International relations and power politics

The international realm has always been a low-trust environment, but in the past decade amplified international rivalry following the “unipolar moment” has dovetailed with the expansion of cyberwarfare capabilities by most global and regional power contenders. As networked devices increasingly penetrate everyday life and become the nervous system of contemporary society, the ability to strike at networks and to defend from such strikes becomes a strategic imperative of the utmost importance. The need to keep pace with the latest infrastructural and technological developments, coupled with the crossover potential of IT to guarantee domestic stability and the survival of political regimes, has given rise to new, unconventional alliances and spheres of influence. Meanwhile, State action in the cyber realm often takes the form of support for privateers, volunteers, sympathizers, mercenaries— hacker groups whose allegiances and motives are opaque by design.

“Leaf” by Mariah Jochai is licensed under CC BY 4.0

Consequently, the broader questions of trustworthiness with which the research project concerns itself also apply to the sphere of international relations and power politics. For one thing, it may be asked whether the cyber domain is severable from other arenas of conflict: do alliances in the broader world also hold in cyberspace? What actions are considered hostile, and as such permissible only against strategic antagonists? And indeed, what is the master analogy for these activities: intelligence operations, or warfare? Can traditional national allegiances and the support of civilian populations be relied upon? What is the role of civil society, domestic and international, in adjudicating policy legitimacy? These questions are all the thornier, as the problem of attribution is central, given the role of non-State actors. This is not solely a reputational concern: very real principal-agent dilemmas swiftly arise in attempting to run covert policies through semi-independent third parties. Finally, and perhaps most intractably, issues of trust are present at a micro level, in that most all infrastructure for cyberconflict is dual-use, hence the operational tactics of this domain hinge on subversion of the opponent’s own hardware, often through social engineering attacks.

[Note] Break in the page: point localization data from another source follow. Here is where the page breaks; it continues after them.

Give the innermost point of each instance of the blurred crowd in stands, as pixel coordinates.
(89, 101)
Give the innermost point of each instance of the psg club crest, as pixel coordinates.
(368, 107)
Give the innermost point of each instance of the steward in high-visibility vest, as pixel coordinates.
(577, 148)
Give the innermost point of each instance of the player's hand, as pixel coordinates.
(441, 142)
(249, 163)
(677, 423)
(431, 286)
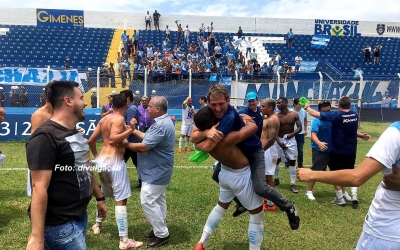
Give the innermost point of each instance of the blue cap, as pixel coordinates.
(251, 96)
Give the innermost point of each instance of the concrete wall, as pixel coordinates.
(221, 24)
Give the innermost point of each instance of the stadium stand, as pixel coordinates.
(35, 46)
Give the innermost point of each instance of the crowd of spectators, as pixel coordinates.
(206, 57)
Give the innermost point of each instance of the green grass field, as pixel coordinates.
(190, 196)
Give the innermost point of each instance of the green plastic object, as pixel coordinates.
(198, 157)
(303, 101)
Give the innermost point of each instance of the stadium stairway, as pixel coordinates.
(112, 57)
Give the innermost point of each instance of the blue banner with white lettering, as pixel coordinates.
(36, 76)
(60, 18)
(308, 66)
(320, 41)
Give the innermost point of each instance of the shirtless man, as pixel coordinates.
(39, 117)
(233, 180)
(111, 167)
(287, 141)
(269, 133)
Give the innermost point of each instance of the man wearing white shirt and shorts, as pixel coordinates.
(234, 180)
(187, 123)
(287, 142)
(269, 133)
(382, 223)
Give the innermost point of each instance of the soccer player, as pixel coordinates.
(321, 145)
(344, 143)
(229, 119)
(269, 134)
(286, 141)
(234, 179)
(112, 168)
(187, 123)
(382, 223)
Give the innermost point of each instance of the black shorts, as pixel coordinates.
(341, 161)
(320, 160)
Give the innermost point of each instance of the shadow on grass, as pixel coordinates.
(234, 245)
(10, 213)
(178, 234)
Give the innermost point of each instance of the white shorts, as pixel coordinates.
(114, 178)
(370, 242)
(187, 129)
(237, 182)
(290, 153)
(271, 159)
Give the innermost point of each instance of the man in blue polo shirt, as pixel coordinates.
(321, 145)
(344, 142)
(253, 111)
(131, 112)
(156, 164)
(229, 120)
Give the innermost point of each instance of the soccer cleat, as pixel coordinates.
(339, 202)
(354, 199)
(293, 188)
(239, 211)
(268, 207)
(199, 247)
(130, 243)
(293, 217)
(310, 196)
(96, 229)
(346, 196)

The data sources to be used in exploring these topics include comparative and longitudinal series of defence budget spending for the cyber realm, representative case studies of major cyberattacks, and attribution patterns for State and non-State entities. This information will be complemented by expert opinion, both of academic/think-tank security experts and of practitioners in the military and the intelligence community.

Basic references:

  • Lindsay, J.R., Cheung, T.M., Reveron, D.S. (Eds.), 2015. China and cybersecurity: espionage, strategy, and politics in the digital domain. Oxford University Press, New York.
  • Levine, Y., 2018. Surveillance valley: the secret military history of the Internet. PublicAffairs, New York.
  • Buchanan, B., 2020. The hacker and the state: cyber attacks and the new normal of geopolitics. Harvard University Press, Cambridge, Massachusetts.
  • Perkovich, G., Levite, A. (Eds.), 2017. Understanding cyber conflict: 14 analogies. Georgetown University Press, Washington, DC.